For each of the six functions in Exercise 1, use the derivative to approximate the following changes in function values. Compare your approximations to the true values.

  1. \(f: \mathbb{R}^2 \to \mathbb{R}\) given by \(f(x,y) = x^2 - y^2\). Compute \(f'(x,y)\).
  2. \(g: \mathbb{R}^2 \to \mathbb{R}\) given by \(g(x,y) = 4-x^2-4y^2\). Compute \(g'(x,y)\).
  3. \(q: \mathbb{R} \to \mathbb{R}^2\) given by \(q(t) = (t + 2t^2, -t^3)\). Compute \(q'(t)\).
  4. \(r: \mathbb{R} \to \mathbb{R}^3\) given by \(r(t) = (e^t, \sin{t}, \cos{t})\). Compute \(r'(t)\).
  5. \(u:\mathbb{R}^3 \to \mathbb{R}\) given by \(u(x,y,z) = x^2 + y^2 + z^2\). Compute \(u'(x,y,z)\).
  6. \(p: \mathbb{R}^2 \to \mathbb{R}^3\) given by \(p(x,y) = (x^2, 3y, y^2)\). Compute \(p'(x,y)\).
  1. \(f(1.2,0.98) - f(1.1,1.0)\).
  2. \(g(1.17,0.98) - g(1.15,1.01)\).
  3. \(q(1.24) - q(1.2)\).
  4. \(r(5.35) - r(5.26)\).
  5. \(u(4.2,0.32,18.5) - u(4.13,0.42,18.3)\).
  6. \(p(-21.2,0.34) - p(-21.8,0.33)\).

  1. True value: \(0.2696\).
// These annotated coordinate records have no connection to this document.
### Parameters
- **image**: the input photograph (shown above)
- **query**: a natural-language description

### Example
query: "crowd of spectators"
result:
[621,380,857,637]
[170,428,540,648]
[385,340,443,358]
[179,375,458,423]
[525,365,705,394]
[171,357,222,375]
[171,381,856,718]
Approximation: \(0.26\).

  2. True value: \(0.1924\). Approximation: \(0.1964\).

  3. True value: \(\begin{bmatrix} 0.2352 \\ -0.178624\end{bmatrix}\). Approximation: \(\begin{bmatrix} 0.232 \\ -0.1728 \end{bmatrix}\).

  4. True value: \(\begin{bmatrix}18.1268 \\ 0.0502506 \\ 0.0746285\end{bmatrix}\). Approximation: \(\begin{bmatrix} 17.3233 \\ 0.0468584 \\ 0.0768394 \end{bmatrix}\).

  5. True value: \(7.8691\). Approximation: \(7.8142\).

  6. True value: \(\begin{bmatrix}-25.8 \\ 0.03 \\ 0.0067\end{bmatrix}\). Approximation: \(\begin{bmatrix}-26.16 \\ 0.03 \\ 0.0066\end{bmatrix}\).